Science has long subscribed to a Humboldtian or Newtonian world view that has been strongly shaped by a physical rationale and was lacking an integrating, coherent system of knowledge for the investigation of human–environment interactions. Understanding of the unity of nature was perceived as the ultimate reference (von Weizsäcker 1980/1971; Wilson 1999). Consilience and consistency of reasoning (Bunge 1967a, b) and a strong belief in rationality (Carnap 1991; Oppenheim and Putnam 1958) were dominant. In addition, attempts at the integration of knowledge, such as the search for a general system theory (von Bertalanffy 1951), were shaped by the thinking of natural science for a long time. The search for a unifying level or entity, or a framing of the meta-level (Gödel 1931) or total transdisciplinarity, can be considered Mode 1 transdisciplinarity (Piaget 1972), which sometimes leads to the assumption of spirituality and the idea of transcendence (Nicolescu 2014). However, the challenge of integration and consistency and dealing with a complexity of systems and integrated reasoning can also be approached from a realist stance (Bunge 2003; Klein 2003; Mitchell 2003; Scholz 2011).

Today, the scientific challenge has become even more complex. In the age of the Anthropocene (Crutzen 2002), instead of a “unity of nature” we are looking at the “resilience of inextricably coupled human–environment systems” (Scholz 2011) and their ontology, dynamics, and governance as a basis of sustainability science (Kates 2012). This is precisely where transdisciplinarity of the Mode 2 type (Scholz and Steiner 2015a; Gibbons et al. 1994) and the turn From a science for society to a science with society (Scholz and Stauffacher 2009; Seidl et al. 2013) serve to overcome the reductionist view of science.

Transdisciplinarity requires theory and practice. Much has been written about how transdisciplinarity is conceived. However, as we discovered over the course of preparing this special feature, very few scientific papers in peer-reviewed journals document the social and scientific outcomes and benefits of transdisciplinary processes. When reflecting on the prerequisites for—and the obstacles to—transdisciplinary processes, we get the impression that the community of transdisciplinarians is traveling in complex and widely unknown territory. There are a couple of epistemic, methodological, and practical challenges to overcome in order to determine the right path at each crossroad, junction, and complex roundabout as well as several multi-level, nodal points of communication. Here, the community faces the problem of possibly ending up at dead-end roads, impasses, or unnavigable terrain all together. In order to construct an effective roadmap that will take us where we want to go, let us identify a few of the decisions that transdisciplinarians face.

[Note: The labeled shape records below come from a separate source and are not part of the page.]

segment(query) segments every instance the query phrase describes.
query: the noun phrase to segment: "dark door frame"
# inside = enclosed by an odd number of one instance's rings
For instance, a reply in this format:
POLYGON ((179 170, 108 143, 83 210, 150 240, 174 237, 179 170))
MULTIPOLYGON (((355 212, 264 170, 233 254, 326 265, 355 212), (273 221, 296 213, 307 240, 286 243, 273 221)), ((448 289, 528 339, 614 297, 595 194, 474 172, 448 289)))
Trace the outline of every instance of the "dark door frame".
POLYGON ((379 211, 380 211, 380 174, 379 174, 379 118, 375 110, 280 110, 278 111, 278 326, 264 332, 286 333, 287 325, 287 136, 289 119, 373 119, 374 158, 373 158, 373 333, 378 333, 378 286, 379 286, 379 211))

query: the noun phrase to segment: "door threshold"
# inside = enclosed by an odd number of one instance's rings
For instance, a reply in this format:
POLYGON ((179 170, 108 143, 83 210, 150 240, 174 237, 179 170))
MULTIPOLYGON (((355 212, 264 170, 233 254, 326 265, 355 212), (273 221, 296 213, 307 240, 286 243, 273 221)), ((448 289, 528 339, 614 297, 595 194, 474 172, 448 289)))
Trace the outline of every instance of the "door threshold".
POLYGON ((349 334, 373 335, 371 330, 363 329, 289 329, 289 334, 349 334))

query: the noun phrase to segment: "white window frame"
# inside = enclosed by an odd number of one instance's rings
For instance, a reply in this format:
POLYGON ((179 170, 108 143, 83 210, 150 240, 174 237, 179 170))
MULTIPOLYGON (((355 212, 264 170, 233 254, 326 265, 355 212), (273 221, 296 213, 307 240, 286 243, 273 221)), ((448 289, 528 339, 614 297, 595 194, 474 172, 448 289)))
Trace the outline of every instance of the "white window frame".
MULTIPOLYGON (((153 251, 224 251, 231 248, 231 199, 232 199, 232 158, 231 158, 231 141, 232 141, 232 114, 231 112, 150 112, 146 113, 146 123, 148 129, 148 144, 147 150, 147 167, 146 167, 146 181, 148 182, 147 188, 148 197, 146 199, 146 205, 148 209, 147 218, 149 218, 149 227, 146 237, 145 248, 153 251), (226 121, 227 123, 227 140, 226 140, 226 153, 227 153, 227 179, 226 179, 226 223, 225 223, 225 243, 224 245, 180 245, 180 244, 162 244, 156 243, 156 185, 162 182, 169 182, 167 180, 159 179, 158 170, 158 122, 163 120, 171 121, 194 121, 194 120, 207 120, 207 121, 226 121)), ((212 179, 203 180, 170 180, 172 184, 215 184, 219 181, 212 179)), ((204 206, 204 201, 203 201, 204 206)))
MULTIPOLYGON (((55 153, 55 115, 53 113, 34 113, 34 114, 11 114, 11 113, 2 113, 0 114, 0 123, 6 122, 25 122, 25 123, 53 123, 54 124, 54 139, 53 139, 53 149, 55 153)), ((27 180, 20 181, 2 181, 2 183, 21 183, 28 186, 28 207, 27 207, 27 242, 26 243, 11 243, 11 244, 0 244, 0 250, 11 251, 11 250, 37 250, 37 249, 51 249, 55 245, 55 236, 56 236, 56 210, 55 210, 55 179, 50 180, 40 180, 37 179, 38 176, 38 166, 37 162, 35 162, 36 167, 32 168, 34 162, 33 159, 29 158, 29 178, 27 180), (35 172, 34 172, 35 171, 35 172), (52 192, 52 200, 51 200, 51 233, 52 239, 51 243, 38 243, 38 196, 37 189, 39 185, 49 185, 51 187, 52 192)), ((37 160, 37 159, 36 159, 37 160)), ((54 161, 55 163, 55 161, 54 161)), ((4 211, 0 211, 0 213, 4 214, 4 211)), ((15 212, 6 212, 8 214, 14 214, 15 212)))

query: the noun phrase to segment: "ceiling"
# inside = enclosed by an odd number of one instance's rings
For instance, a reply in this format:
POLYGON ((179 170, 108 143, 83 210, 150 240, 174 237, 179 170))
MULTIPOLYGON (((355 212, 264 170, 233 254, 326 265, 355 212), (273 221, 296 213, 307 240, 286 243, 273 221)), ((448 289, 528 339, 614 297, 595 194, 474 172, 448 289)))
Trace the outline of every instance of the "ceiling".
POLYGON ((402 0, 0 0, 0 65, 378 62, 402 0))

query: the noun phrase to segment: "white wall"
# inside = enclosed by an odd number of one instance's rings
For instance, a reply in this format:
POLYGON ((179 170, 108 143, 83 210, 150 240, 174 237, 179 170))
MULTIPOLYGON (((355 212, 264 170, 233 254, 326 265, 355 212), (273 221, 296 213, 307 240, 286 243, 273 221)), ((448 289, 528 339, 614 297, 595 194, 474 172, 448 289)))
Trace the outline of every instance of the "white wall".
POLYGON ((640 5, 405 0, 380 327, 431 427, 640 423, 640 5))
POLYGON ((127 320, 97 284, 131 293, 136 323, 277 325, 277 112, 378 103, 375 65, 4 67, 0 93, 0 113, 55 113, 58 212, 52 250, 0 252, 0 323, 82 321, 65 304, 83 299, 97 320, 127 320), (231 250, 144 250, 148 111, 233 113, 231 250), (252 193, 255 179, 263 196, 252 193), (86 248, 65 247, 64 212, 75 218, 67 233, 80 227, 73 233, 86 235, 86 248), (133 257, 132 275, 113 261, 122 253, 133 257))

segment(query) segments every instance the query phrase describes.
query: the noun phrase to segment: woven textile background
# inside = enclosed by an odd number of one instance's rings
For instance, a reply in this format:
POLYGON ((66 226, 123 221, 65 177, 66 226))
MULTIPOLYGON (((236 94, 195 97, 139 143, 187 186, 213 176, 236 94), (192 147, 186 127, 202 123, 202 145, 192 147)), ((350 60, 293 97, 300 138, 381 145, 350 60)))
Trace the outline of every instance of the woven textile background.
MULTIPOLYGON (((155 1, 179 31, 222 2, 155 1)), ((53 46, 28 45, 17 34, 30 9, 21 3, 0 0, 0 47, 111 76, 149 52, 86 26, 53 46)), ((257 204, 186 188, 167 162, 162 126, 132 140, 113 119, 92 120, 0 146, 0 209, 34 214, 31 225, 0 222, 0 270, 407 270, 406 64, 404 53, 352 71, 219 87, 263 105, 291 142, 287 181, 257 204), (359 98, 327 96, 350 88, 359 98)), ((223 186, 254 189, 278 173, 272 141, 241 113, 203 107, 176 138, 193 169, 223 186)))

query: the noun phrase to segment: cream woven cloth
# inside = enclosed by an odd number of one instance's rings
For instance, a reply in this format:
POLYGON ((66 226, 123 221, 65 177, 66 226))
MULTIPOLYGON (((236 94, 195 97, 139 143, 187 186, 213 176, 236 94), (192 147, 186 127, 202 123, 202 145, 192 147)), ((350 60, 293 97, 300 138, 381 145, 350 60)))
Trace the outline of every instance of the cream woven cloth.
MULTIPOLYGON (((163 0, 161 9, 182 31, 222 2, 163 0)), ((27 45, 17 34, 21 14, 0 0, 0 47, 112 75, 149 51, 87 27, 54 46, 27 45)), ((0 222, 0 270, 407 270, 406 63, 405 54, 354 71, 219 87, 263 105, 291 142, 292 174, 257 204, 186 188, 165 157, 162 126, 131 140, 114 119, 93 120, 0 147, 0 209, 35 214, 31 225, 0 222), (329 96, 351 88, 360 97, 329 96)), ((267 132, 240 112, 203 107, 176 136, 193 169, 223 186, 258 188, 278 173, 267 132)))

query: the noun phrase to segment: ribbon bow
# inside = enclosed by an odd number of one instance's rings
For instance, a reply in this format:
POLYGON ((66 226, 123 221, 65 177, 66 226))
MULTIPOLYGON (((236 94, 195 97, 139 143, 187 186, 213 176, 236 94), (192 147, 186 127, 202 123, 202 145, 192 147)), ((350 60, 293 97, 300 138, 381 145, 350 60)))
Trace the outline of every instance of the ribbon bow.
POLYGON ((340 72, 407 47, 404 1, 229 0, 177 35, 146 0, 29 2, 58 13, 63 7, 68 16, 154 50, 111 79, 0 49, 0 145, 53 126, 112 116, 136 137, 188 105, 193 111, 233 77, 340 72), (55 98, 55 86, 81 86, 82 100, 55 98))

Transdisciplinarity extends beyond interdisciplinarity, applied research, and participatory research

The future of transdisciplinary processes and research is endangered by the risk of it becoming a buzzword with incoherent notions. One often encounters statements such as transdisciplinarity means being very interdisciplinary or transdisciplinarity means involving stakeholders. We can see that these statements refer to aspects of Mode 1 and Mode 2 transdisciplinarity. Yet, it is somewhat surprising that researchers often “adhere to interdisciplinarity or transdisciplinarity without debating what these terms mean” (Lawrence, 2015, p. 6).

Labels that we apply in the following section, like traffic signs or guideposts, must have unambiguous and explicit meanings in order to be useful. Otherwise, we may not find our way out of a roundabout. Thus, we suggest distinguishing between Mode 1 and Mode 2 transdisciplinarity, which both focus on relating or integrating knowledge from a meta-perspective. Transdisciplinary processes of the Mode 2 type include applied research; they emerge from and are directed toward real-world problems (not only to topic- or theme-centered interaction); they also include stakeholder participation. But scientists and practitioners are participating in transdisciplinary processes because they want to build capacity and consensus (for example, consensus regarding which problems are the most pressing) by mutual learning processes. Transdisciplinarity is fundamentally different from (most forms) of action research, consulting, university-industry-government collaboration according to the triple-helix model, and other forms of science–practice relationships.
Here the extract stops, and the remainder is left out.